The economy would lose some of the "best and brightest graduates" if Britain left the EU, according to new research.

Students from the EU are more likely to achieve first class degrees and earn a high salary, a report by the Institute for Social and Economic Research found.

Study author Dr Renee Luthra told The Observer that a vote to leave "would almost certainly reduce the flow of these high-performing students".

Dr Luthra and her colleague Greta Morando used data from the Destination of Leavers from Higher Education survey and found that undergraduates from the EU were 50% more likely to obtain a first class degree than their British classmates.

They are also more than twice as likely to continue with postgraduate study.

Although EU students make up only 5% of undergraduates in the UK, one in eight research students are from the EU.

Of those, two thirds are in science, technology, engineering and maths (STEM) which Dr Luthra described as "of vital importance to the UK economy".

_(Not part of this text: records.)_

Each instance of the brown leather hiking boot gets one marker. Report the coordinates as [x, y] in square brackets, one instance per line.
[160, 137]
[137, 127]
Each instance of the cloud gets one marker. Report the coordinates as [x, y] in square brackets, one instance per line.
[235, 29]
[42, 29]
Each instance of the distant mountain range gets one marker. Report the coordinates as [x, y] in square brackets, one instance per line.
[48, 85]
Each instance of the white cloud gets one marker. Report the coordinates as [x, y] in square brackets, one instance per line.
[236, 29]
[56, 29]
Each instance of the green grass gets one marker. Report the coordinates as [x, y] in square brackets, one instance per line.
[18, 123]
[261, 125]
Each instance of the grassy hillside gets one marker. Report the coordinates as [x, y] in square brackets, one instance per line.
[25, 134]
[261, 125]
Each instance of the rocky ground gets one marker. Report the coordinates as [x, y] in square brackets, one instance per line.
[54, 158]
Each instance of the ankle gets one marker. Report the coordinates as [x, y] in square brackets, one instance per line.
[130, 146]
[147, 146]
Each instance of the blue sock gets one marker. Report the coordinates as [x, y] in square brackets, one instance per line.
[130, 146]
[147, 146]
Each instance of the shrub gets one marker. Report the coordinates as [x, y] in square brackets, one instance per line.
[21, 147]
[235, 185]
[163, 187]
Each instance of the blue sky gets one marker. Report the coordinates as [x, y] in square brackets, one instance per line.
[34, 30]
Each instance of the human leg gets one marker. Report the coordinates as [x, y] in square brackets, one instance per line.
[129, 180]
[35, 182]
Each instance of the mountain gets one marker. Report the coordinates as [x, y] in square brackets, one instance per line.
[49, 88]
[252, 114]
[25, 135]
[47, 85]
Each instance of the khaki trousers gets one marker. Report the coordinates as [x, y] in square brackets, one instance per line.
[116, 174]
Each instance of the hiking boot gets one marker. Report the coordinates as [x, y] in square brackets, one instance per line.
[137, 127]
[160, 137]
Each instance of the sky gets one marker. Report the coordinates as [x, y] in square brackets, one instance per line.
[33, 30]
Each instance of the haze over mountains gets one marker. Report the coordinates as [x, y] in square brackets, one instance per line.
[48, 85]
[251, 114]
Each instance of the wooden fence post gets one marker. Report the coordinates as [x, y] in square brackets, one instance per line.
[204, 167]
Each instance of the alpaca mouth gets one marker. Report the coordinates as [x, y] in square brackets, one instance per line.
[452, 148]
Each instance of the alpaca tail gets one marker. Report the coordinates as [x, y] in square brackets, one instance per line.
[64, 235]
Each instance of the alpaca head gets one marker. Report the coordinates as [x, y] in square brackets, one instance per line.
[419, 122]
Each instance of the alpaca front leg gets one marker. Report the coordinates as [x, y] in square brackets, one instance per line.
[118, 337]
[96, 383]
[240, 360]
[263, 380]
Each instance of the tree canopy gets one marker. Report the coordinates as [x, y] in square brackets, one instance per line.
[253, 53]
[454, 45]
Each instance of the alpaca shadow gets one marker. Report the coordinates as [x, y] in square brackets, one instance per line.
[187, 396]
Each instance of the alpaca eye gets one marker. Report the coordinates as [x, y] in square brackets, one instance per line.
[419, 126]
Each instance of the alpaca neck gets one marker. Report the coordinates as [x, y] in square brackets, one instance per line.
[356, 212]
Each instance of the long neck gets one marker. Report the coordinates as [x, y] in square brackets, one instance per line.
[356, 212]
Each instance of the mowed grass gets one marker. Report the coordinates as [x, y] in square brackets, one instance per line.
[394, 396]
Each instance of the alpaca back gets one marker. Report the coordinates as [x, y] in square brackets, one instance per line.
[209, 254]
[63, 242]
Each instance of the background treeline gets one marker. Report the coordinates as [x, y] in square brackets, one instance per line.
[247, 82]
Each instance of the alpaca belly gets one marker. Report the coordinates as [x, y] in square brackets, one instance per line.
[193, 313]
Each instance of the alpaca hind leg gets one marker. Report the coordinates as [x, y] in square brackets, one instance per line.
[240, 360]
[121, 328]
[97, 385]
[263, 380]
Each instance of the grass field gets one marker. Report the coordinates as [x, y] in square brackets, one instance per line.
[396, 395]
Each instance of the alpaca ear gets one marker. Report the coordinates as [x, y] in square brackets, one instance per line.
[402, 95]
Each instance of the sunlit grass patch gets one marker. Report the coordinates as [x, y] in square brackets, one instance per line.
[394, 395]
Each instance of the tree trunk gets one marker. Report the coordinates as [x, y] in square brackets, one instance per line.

She said: "The EU students at UK universities are clearly the best and the brightest in their class - on the whole their achievements outstrip their British classmates and they represent a significantly well-qualified group of graduate workers entering the UK workforce.

"This is especially true of undergraduates, as those EU students who study and remain in the UK to work are very high-performing. These undergraduates will be having a very positive impact on UK industry."

She added: "The uncertainty surrounding a vote to leave the EU would almost certainly reduce the flow of these high-performing students, particularly in the short-term transition period."